Closed Bug 1729097 Opened 3 months ago Closed 1 month ago

Google Trust Services: Delayed publication of CPS removing DNS Operator Exception

Categories

(NSS :: CA Certificate Compliance, task)

Tracking

(Not tracked)

RESOLVED FIXED

People

(Reporter: offline, Assigned: offline)

Details

(Whiteboard: [ca-compliance] Next update 2021-09-24)

On 2021-08-31 a member of the Mozilla dev-security-policy mailing list identified a delayed publication of updates to our CPS to align it with behavior changes that were deployed to ensure compliance with CABF Ballot SC46.

A full report will be posted in the coming days.

Assignee: bwilson → offline
Status: UNCONFIRMED → ASSIGNED
Ever confirmed: true
Whiteboard: [ca-compliance]

1. How your CA first became aware of the problem

During public discussion about bug 1675821, a member of the community identified a delayed publication of updates to our CPS to align it with behavior changes that were deployed to ensure compliance with CABF Ballot SC46.

2. A timeline of the actions your CA took in response.
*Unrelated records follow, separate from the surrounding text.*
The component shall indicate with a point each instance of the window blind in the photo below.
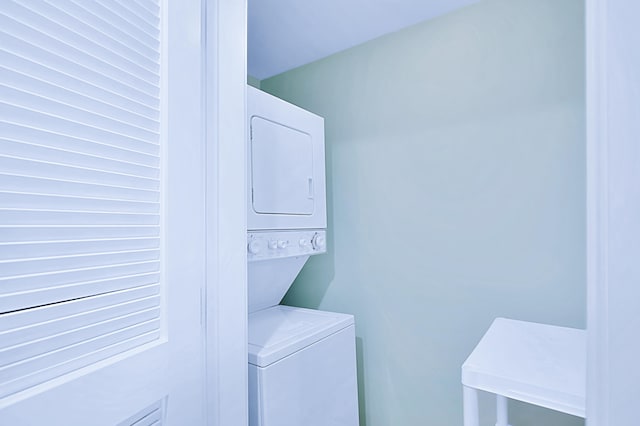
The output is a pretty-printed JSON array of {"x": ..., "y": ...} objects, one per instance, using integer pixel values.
[{"x": 80, "y": 184}]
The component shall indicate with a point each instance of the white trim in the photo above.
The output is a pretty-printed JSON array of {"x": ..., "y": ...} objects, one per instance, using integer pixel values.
[
  {"x": 226, "y": 293},
  {"x": 597, "y": 215}
]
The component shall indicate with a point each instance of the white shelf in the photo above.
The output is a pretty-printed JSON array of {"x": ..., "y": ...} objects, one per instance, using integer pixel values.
[{"x": 535, "y": 363}]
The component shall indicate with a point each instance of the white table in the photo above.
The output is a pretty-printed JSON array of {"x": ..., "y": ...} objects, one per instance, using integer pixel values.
[{"x": 539, "y": 364}]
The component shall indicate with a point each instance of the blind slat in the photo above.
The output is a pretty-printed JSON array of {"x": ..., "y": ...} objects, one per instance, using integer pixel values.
[
  {"x": 15, "y": 216},
  {"x": 28, "y": 117},
  {"x": 65, "y": 173},
  {"x": 78, "y": 71},
  {"x": 107, "y": 95},
  {"x": 38, "y": 104},
  {"x": 52, "y": 295},
  {"x": 52, "y": 342},
  {"x": 98, "y": 29},
  {"x": 37, "y": 266},
  {"x": 41, "y": 249},
  {"x": 49, "y": 313},
  {"x": 59, "y": 325},
  {"x": 35, "y": 373},
  {"x": 38, "y": 233},
  {"x": 41, "y": 18},
  {"x": 24, "y": 84},
  {"x": 35, "y": 37},
  {"x": 77, "y": 276}
]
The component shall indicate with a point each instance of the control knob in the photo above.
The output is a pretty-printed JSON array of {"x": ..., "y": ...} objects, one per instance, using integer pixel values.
[
  {"x": 255, "y": 246},
  {"x": 319, "y": 242}
]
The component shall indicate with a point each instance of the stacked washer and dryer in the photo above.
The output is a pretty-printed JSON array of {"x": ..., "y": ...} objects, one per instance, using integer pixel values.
[{"x": 302, "y": 365}]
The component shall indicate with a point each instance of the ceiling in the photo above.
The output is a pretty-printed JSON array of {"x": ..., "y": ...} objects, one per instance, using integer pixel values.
[{"x": 284, "y": 34}]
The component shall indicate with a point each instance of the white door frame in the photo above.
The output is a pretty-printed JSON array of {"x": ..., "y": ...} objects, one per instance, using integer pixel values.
[
  {"x": 224, "y": 35},
  {"x": 613, "y": 212}
]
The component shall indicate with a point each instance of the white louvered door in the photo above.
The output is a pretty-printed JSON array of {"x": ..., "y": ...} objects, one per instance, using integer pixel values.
[{"x": 90, "y": 316}]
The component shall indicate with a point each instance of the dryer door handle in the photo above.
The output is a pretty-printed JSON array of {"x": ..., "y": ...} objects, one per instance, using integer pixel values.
[{"x": 310, "y": 180}]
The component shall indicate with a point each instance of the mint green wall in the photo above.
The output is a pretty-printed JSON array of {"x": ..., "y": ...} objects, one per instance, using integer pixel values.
[
  {"x": 456, "y": 187},
  {"x": 252, "y": 81}
]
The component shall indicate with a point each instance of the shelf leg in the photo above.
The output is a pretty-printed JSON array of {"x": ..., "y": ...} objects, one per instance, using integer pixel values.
[
  {"x": 502, "y": 411},
  {"x": 470, "y": 405}
]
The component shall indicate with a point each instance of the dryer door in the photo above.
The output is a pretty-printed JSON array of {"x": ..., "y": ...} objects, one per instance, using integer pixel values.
[
  {"x": 281, "y": 169},
  {"x": 285, "y": 165}
]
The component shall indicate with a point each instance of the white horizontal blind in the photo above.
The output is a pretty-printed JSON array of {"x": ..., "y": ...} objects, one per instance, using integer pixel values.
[{"x": 79, "y": 184}]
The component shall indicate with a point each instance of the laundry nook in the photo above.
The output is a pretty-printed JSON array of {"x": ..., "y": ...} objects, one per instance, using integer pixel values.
[{"x": 302, "y": 362}]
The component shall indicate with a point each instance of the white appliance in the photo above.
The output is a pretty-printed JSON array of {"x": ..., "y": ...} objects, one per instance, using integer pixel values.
[
  {"x": 287, "y": 215},
  {"x": 302, "y": 365},
  {"x": 301, "y": 368}
]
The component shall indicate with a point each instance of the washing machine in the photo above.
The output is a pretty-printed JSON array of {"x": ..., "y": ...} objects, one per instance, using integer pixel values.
[
  {"x": 302, "y": 370},
  {"x": 302, "y": 362}
]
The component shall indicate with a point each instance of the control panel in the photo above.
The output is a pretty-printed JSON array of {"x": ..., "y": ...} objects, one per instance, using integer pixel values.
[{"x": 275, "y": 244}]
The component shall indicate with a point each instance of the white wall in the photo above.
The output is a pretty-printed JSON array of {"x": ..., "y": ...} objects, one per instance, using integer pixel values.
[{"x": 614, "y": 212}]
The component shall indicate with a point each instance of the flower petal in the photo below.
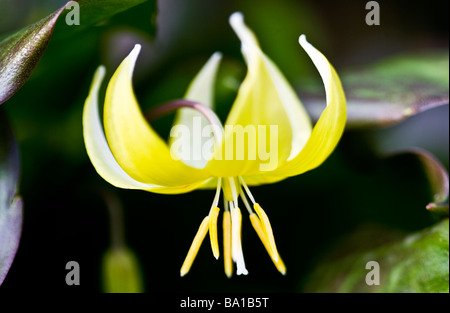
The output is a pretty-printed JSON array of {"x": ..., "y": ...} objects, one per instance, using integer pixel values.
[
  {"x": 137, "y": 148},
  {"x": 200, "y": 90},
  {"x": 99, "y": 152},
  {"x": 330, "y": 126},
  {"x": 264, "y": 99}
]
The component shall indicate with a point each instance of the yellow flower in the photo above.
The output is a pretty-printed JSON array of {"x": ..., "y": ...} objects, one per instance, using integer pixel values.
[{"x": 133, "y": 156}]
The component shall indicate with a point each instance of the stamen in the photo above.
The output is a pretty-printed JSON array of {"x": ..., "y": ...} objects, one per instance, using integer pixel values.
[
  {"x": 256, "y": 223},
  {"x": 228, "y": 264},
  {"x": 233, "y": 191},
  {"x": 195, "y": 246},
  {"x": 217, "y": 195},
  {"x": 267, "y": 230},
  {"x": 213, "y": 231},
  {"x": 247, "y": 190},
  {"x": 236, "y": 243}
]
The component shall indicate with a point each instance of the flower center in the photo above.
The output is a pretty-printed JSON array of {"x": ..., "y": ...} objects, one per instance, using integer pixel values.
[{"x": 232, "y": 222}]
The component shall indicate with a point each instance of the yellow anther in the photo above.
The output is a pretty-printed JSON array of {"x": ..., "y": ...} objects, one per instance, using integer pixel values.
[
  {"x": 213, "y": 231},
  {"x": 256, "y": 223},
  {"x": 267, "y": 230},
  {"x": 195, "y": 246},
  {"x": 228, "y": 264}
]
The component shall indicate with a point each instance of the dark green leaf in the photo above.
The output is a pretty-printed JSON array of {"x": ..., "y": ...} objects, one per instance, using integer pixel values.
[
  {"x": 418, "y": 262},
  {"x": 390, "y": 91},
  {"x": 10, "y": 204},
  {"x": 20, "y": 52},
  {"x": 93, "y": 12},
  {"x": 437, "y": 176}
]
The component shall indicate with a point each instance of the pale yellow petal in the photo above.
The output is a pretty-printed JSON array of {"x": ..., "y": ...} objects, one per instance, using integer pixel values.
[
  {"x": 200, "y": 90},
  {"x": 330, "y": 126},
  {"x": 100, "y": 154},
  {"x": 137, "y": 148}
]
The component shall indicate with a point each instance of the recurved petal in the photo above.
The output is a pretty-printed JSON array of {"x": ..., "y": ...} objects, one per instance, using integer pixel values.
[
  {"x": 330, "y": 126},
  {"x": 137, "y": 148},
  {"x": 200, "y": 90},
  {"x": 265, "y": 99},
  {"x": 100, "y": 154}
]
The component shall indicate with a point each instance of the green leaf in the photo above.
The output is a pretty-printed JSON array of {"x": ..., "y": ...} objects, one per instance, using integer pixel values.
[
  {"x": 417, "y": 263},
  {"x": 390, "y": 91},
  {"x": 121, "y": 272},
  {"x": 437, "y": 176},
  {"x": 93, "y": 12},
  {"x": 20, "y": 52},
  {"x": 10, "y": 204}
]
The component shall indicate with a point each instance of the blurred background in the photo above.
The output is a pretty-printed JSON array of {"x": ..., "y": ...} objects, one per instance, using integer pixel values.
[{"x": 65, "y": 216}]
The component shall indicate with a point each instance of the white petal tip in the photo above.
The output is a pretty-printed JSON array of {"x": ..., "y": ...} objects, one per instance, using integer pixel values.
[
  {"x": 237, "y": 18},
  {"x": 302, "y": 39},
  {"x": 101, "y": 71}
]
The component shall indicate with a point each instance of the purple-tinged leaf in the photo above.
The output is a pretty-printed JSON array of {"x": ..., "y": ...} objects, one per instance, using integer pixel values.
[
  {"x": 20, "y": 52},
  {"x": 10, "y": 204},
  {"x": 389, "y": 92},
  {"x": 10, "y": 231}
]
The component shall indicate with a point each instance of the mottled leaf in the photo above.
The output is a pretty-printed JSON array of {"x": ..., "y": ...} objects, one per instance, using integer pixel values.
[
  {"x": 10, "y": 204},
  {"x": 93, "y": 12},
  {"x": 20, "y": 52},
  {"x": 417, "y": 263},
  {"x": 389, "y": 91}
]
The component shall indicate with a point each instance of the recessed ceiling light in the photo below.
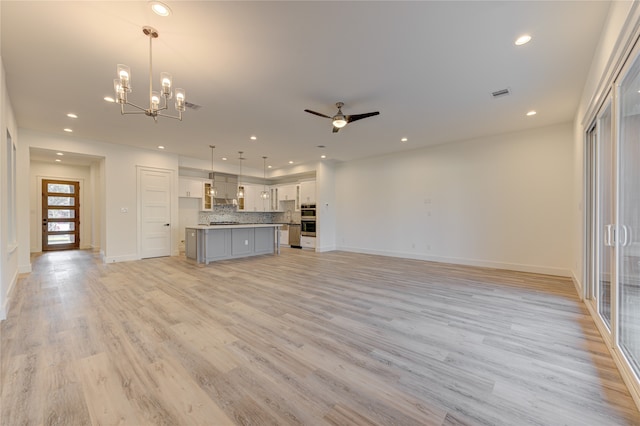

YYYY-MM-DD (UTC) Description
2017-03-08 00:00 UTC Ballot 187 enters into effect mandating CAA checking with the exception of DNS Operators.
2021-04-29 17:54 UTC Change to remove the DNS Operator Exception for CAA is flagged by the Policy Authority for review by Engineering.
2021-05-05 12:31 UTC Work on a full review and update of our CPS begins, which includes removal of the DNS Operator Exception.
2021-05-13 20:58 UTC Change submitted to remove DNS Operator Exception from our systems.
2021-06-15 23:59 UTC Delivery of automation items related to Bug 1708516
2021-06-22 10:32 UTC New CPS version is sent for review including the DNS Operator Exception removal.
2021-07-12 00:00 UTC Ballot SC46 on subsetting the CAA Exception for DNS Operators enters into effect.
2021-08-11 00:00 UTC New CPS gets final approval and is published.

3. Whether your CA has stopped, or has not yet stopped, certificate issuance or the process giving rise to the problem or incident.

We did not stop issuance as the issuance practices in use were covered by the CPS.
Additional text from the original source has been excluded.